You Can't Use Too Much Garlic
In college I was deeply enamored with my on-again, off-again girlfriend Jane. I was hopelessly smitten and very much wanted it to stay on-again. I mention this only to make clear how motivated I was to please her, and how seriously I took the task of understanding her.
With that in mind, picture my visit one fine fall day. I arrived at her house with a large venison roast I had offered to prepare, and a bottle of Pinot Noir. I knocked. ‘It’s open,’ she called.
When I entered she looked up from her book and flashed me a smile. She had fathomless blue eyes I would have been happy to drown in. ‘Hey babe.’
Babe. I filed that away as a good omen.
I got to work in the kitchen, channeling my best Galloping Gourmet, chopping, dicing, and seasoning the roast. Jane reclined with a book just outside the kitchen and just out of sight. The rooms were adjacent, but separated by open space.
At some point I called out to her, “How much garlic should I use?”
I couldn’t see her, but I suspect she responded without looking up from her book. “Well, you can’t use too much garlic.”
I heard this as confirmation of something I already believed, or at least wanted to believe—that Jane and I shared the same generous feelings about garlic. I mistook that neat fit for agreement. So I behaved accordingly. I minced. I chopped. I seasoned with the calm assurance of someone who believed he understood both garlic and the situation. The kitchen smelled decisive. The roast stood proudly on its platter, evidence of my devotion. I delivered my offerings to the table not without hope.

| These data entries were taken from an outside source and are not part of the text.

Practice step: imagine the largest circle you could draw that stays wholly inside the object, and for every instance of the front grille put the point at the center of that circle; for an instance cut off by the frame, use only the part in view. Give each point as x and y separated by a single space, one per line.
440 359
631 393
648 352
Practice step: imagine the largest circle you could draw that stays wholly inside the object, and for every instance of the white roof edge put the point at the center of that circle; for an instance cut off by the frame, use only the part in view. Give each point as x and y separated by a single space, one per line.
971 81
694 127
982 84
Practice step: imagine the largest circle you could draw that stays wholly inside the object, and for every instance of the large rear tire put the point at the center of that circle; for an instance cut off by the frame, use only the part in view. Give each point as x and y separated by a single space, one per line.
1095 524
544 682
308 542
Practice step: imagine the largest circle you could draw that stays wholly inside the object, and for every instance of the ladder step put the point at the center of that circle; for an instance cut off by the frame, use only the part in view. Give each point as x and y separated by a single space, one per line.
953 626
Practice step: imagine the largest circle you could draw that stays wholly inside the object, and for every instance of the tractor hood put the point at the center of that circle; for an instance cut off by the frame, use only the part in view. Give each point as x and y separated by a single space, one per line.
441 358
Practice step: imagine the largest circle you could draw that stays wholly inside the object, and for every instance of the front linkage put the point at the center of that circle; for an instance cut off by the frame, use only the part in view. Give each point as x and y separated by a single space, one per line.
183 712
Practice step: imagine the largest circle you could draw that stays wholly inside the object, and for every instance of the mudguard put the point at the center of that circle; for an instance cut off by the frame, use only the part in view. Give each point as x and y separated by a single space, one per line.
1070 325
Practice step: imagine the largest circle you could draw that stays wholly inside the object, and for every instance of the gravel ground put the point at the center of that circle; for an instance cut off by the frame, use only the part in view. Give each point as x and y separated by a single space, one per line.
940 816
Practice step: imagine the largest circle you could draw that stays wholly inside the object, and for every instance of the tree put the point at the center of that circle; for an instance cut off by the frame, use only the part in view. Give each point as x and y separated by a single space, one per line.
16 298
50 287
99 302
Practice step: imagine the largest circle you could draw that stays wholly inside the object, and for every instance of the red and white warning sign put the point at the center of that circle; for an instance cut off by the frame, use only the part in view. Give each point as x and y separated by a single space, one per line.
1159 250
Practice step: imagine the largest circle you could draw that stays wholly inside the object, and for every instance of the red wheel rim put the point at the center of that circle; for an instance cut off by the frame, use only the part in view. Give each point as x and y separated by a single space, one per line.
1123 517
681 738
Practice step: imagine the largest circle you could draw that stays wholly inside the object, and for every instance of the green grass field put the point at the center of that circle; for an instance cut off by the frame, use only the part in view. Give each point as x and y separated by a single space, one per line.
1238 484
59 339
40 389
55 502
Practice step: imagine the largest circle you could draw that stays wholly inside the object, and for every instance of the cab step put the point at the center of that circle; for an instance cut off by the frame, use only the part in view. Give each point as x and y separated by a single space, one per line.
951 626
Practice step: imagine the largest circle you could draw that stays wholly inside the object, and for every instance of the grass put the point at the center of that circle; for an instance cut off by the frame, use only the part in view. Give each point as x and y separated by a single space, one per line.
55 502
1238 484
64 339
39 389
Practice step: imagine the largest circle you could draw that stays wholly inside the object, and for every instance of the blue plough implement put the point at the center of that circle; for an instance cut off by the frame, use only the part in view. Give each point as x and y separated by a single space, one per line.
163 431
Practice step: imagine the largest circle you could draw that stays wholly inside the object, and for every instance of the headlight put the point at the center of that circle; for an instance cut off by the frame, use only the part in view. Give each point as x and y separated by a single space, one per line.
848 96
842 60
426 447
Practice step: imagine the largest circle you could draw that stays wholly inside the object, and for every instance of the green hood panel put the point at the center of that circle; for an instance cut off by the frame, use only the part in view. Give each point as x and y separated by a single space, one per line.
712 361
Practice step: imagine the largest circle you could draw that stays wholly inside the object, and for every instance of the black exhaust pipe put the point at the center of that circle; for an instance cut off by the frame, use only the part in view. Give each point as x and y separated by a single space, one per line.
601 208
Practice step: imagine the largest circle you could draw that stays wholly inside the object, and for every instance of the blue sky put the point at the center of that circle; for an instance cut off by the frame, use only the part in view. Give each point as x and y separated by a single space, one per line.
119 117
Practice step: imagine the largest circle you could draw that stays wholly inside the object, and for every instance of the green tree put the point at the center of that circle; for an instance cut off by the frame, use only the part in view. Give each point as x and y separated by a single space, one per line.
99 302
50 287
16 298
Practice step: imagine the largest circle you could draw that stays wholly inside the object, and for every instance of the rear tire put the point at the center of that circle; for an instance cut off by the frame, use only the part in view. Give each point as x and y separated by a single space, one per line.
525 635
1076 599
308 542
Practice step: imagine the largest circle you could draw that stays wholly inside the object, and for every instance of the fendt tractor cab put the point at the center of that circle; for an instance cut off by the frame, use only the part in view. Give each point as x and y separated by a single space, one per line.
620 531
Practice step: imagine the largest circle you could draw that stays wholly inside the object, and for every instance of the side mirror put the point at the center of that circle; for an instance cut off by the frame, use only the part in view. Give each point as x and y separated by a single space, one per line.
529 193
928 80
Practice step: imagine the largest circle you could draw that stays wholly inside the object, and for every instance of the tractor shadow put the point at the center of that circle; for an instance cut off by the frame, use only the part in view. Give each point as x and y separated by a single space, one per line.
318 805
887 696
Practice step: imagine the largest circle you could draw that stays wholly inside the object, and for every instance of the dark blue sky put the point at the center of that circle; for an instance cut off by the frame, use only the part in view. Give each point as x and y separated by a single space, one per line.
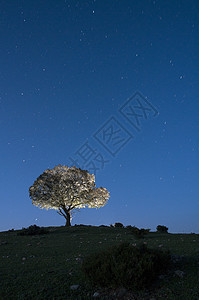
66 69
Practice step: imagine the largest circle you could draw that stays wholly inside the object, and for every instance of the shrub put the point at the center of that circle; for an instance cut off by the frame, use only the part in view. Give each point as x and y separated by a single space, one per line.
125 266
128 227
138 233
161 228
33 230
118 225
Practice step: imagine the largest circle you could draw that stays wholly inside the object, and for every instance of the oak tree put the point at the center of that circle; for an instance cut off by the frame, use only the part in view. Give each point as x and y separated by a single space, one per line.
67 189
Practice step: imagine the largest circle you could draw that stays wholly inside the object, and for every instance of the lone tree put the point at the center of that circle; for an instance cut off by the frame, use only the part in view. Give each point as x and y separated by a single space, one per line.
66 190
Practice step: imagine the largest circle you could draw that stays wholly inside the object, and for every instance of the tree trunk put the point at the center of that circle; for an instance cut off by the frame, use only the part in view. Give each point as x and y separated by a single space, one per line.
68 219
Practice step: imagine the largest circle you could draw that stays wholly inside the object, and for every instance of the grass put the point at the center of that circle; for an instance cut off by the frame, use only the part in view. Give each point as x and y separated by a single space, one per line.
45 266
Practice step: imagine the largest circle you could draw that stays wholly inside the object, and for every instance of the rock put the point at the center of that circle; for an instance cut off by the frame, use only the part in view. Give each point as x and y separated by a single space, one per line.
179 273
96 294
74 287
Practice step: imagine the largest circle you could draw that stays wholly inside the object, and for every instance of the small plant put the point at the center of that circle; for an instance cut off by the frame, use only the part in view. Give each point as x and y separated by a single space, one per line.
138 233
161 228
126 266
118 225
128 227
33 230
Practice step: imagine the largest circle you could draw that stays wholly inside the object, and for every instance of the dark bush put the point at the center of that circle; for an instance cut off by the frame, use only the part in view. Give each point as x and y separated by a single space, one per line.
33 230
138 233
161 228
125 266
128 227
118 225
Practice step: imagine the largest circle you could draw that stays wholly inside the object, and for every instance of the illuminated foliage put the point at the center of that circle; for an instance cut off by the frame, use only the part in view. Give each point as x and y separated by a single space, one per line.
67 189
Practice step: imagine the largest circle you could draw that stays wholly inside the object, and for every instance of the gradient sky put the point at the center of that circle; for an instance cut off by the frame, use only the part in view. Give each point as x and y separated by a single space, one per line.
70 71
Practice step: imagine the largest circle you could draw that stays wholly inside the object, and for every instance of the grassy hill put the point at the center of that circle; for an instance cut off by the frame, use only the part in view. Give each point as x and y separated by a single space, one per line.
46 266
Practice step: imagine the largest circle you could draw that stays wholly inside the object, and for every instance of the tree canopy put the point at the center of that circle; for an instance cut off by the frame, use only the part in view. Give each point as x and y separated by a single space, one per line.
66 189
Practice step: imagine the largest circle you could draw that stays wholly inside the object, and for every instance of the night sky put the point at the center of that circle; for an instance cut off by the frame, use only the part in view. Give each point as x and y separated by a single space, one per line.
111 86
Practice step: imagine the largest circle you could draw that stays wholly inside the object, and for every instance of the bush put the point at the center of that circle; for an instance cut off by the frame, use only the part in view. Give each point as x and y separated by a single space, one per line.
118 225
138 233
128 227
125 266
161 228
33 230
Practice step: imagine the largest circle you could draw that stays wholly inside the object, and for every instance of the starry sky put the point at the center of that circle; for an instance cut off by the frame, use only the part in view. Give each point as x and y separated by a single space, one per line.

Whatever approval I was expecting did not arrive. Jane took a bite and winced. She looked down at her plate, picked a small piece of garlic off her slice and gave it an accusatory look. Her displeasure made no effort to hide itself.
“Oh my god,” she said. “Why did you use so much garlic?”
This was puzzling. I had not misunderstood the words; I had applied them.
It hit me then and there. ‘You can’t use too much garlic’ can mean two opposite things. It can mean there is no meaningful upper bound — which is what I heard. Or it can mean there is a boundary, and exceeding it is something you ought not — indeed cannot — do. The sentence itself, even the tone in which it was spoken, tells you nothing about which meaning was intended. Only the consequences do.
“You can’t use too much garlic” can mean two opposite things. It can mean there is no meaningful upper bound, or it can mean there is a boundary, and exceeding it is something you ought not—indeed cannot—do. The sentence itself does not say where that boundary lies, only that crossing it has consequences.
What failed was my assumption that words contain meaning. They don’t. Or at least that’s my little manifesto. Yeah, yeah—I’ve slogged through some Wittgenstein. I know that won’t go unchallenged. You’ll wave the dictionary at me and cry Definitions! But I’m sticking to my guns. Meaning isn’t a little object contained in words. It’s not cargo within a sentence waiting to be unloaded like so many blocks of granite.
The meaning Jane sought to impart was a field. On my side, my own coil had to vibrate with it. But my habits and preferences act as a filter. Some frequencies are amplified, others attenuated, and some have their polarities reversed. And so Jane and I ended up grazing in different fields.
Meaning had to be induced across the void between us, and that requires a certain fidelity. That fine fall day the fidelity faltered and the induction failed. My offerings were lost in translation. The roast did not help my cause. I was not invited to stay the night.